Lucy felt a little surge of energy as she left the hospital. Bill was going to be okay, and hopefully it wouldn’t be too long before he was back at work. They had some disability insurance and that would help. It didn’t look as if he’d require any complicated nursing, and she was sure Ted would let her rearrange her schedule so she could take care of him. All in all, he’d been pretty lucky considering what could have happened.
She felt a sudden chill and shivered, hurrying across the parking lot to the car.
Only Sara was home, but every light in the house on Red Top Hill Road was burning. The TV was blaring, as was the stereo, but Sara wasn’t listening to either of them because she was on the phone.
Lucy sent Zoe up to take a bath and went around the house, turning things off. Then she stood in front of Sara, giving her the evil eye.
“I’ve got to go,” said Sara, putting the receiver down. “How’s Dad?”

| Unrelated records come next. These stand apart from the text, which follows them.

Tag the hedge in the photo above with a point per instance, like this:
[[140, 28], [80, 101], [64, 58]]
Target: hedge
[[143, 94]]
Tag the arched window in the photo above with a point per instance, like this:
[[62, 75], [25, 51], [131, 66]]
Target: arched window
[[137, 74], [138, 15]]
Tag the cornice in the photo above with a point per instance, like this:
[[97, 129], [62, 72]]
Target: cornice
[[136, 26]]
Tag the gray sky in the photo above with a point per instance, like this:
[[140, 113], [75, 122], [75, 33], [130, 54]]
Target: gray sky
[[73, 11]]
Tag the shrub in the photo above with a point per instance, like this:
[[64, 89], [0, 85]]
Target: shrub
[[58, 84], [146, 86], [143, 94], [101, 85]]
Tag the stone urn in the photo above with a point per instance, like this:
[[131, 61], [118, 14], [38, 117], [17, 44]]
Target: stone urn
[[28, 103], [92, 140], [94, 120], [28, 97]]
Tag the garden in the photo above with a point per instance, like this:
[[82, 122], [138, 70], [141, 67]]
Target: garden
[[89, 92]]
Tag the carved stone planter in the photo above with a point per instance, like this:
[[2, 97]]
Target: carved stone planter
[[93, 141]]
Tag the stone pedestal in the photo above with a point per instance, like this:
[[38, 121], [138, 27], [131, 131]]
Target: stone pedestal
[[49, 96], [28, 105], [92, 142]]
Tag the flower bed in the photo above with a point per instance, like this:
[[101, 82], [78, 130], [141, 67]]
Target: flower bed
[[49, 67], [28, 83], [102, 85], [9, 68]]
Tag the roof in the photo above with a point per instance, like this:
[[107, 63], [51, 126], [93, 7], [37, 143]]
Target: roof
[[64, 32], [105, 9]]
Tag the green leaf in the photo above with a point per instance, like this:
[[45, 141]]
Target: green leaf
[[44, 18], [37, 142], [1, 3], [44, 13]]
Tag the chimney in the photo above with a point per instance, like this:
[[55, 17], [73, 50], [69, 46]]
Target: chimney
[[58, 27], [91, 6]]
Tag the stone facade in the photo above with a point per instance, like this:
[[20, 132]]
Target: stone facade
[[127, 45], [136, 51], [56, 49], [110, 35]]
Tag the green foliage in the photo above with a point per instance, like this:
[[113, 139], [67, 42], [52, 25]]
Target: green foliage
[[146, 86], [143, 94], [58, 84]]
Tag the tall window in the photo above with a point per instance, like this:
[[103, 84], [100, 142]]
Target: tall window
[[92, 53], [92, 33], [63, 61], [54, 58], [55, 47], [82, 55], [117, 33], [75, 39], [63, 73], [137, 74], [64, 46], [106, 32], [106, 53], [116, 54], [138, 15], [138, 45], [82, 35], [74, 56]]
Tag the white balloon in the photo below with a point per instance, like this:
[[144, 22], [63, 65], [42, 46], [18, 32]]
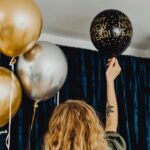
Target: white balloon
[[42, 70]]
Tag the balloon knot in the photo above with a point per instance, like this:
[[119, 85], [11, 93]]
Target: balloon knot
[[12, 61]]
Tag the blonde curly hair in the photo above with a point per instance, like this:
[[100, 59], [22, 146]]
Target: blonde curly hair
[[74, 125]]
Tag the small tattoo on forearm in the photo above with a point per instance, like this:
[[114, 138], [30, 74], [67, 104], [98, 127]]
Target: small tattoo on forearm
[[109, 109]]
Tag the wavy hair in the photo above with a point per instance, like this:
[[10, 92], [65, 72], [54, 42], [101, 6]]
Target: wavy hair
[[74, 125]]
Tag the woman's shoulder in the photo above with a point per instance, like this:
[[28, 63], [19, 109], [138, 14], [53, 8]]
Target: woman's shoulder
[[115, 141]]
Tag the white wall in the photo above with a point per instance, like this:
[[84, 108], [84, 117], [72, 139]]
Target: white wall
[[72, 42]]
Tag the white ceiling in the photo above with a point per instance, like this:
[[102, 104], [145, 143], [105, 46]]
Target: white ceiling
[[71, 19]]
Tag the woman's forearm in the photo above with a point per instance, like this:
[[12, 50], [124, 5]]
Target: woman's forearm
[[111, 108]]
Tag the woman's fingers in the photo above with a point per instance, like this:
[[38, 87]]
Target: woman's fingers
[[111, 62]]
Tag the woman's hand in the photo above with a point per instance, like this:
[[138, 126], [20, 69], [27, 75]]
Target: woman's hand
[[113, 69]]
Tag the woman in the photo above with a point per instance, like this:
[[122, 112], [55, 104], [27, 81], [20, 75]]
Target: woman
[[74, 124]]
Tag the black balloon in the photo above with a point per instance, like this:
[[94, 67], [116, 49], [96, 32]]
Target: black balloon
[[111, 32]]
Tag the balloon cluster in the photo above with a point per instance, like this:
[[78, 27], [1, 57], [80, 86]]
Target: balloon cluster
[[41, 67], [111, 32]]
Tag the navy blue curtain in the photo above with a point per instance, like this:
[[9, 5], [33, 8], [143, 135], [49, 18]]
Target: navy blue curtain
[[86, 80]]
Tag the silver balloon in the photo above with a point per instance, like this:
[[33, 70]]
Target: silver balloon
[[42, 70]]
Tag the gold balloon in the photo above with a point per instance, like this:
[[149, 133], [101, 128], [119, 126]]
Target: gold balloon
[[7, 81], [20, 26]]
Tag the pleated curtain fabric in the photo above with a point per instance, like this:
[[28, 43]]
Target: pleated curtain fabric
[[86, 81]]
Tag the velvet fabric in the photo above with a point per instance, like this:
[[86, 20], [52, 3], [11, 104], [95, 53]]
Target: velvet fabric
[[86, 81]]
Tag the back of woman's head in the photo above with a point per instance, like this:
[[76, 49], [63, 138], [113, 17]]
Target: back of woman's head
[[74, 125]]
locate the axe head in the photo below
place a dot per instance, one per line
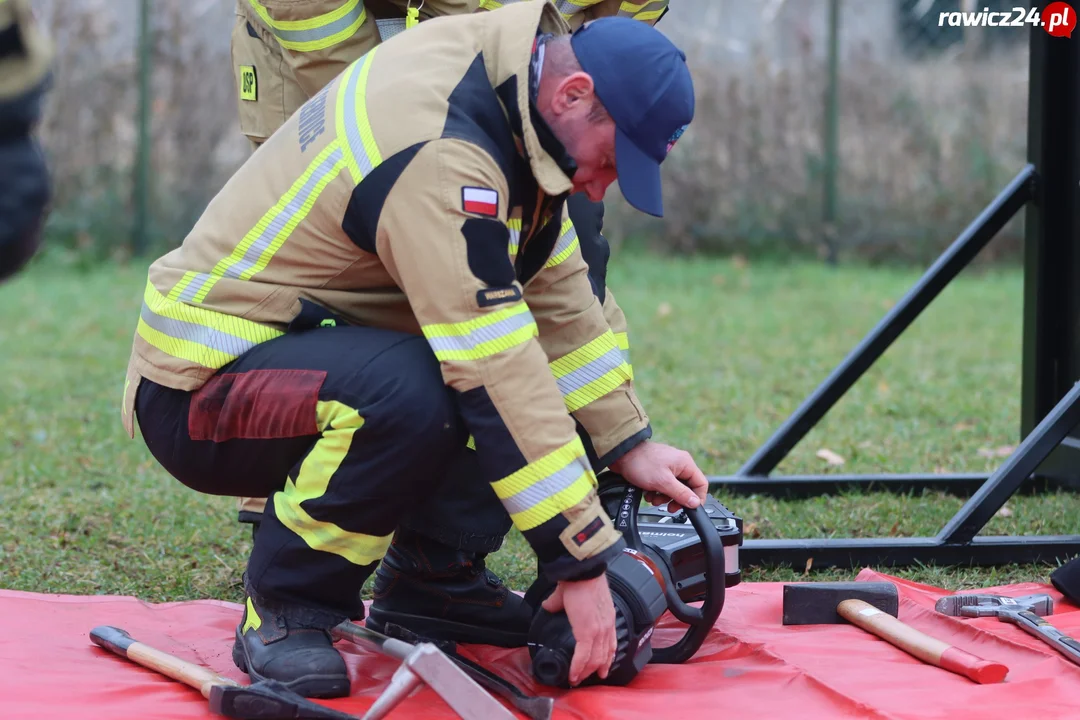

“He’s going to be fine, but he’s got a broken leg. You’re going to have to pitch in for a while, help with dinner and that sort of thing.”
“Sure, Mom.” Sara was halfway up the stairs.
Lucy opened the refrigerator and took out the milk, pouring herself a glass. Then she cut herself a piece of leftover birthday cake and sat down at the table, wishing that Monday morning wasn’t looming like a black cloud on her horizon. How was she going to manage taking care of Bill and working and keeping track of the girls and making meals, not to mention her other commitments? She had an appointment with Bob to go through Sherman’s safe deposit box, Sue would no doubt be calling to find out if she’d sent the promised fax to Sidra, she had promised Ted she would have the feature story about the Battle of Portland reenactment for him, and she was willing to bet that Rachel would be calling with some new and horrifying development at Miss Tilley’s.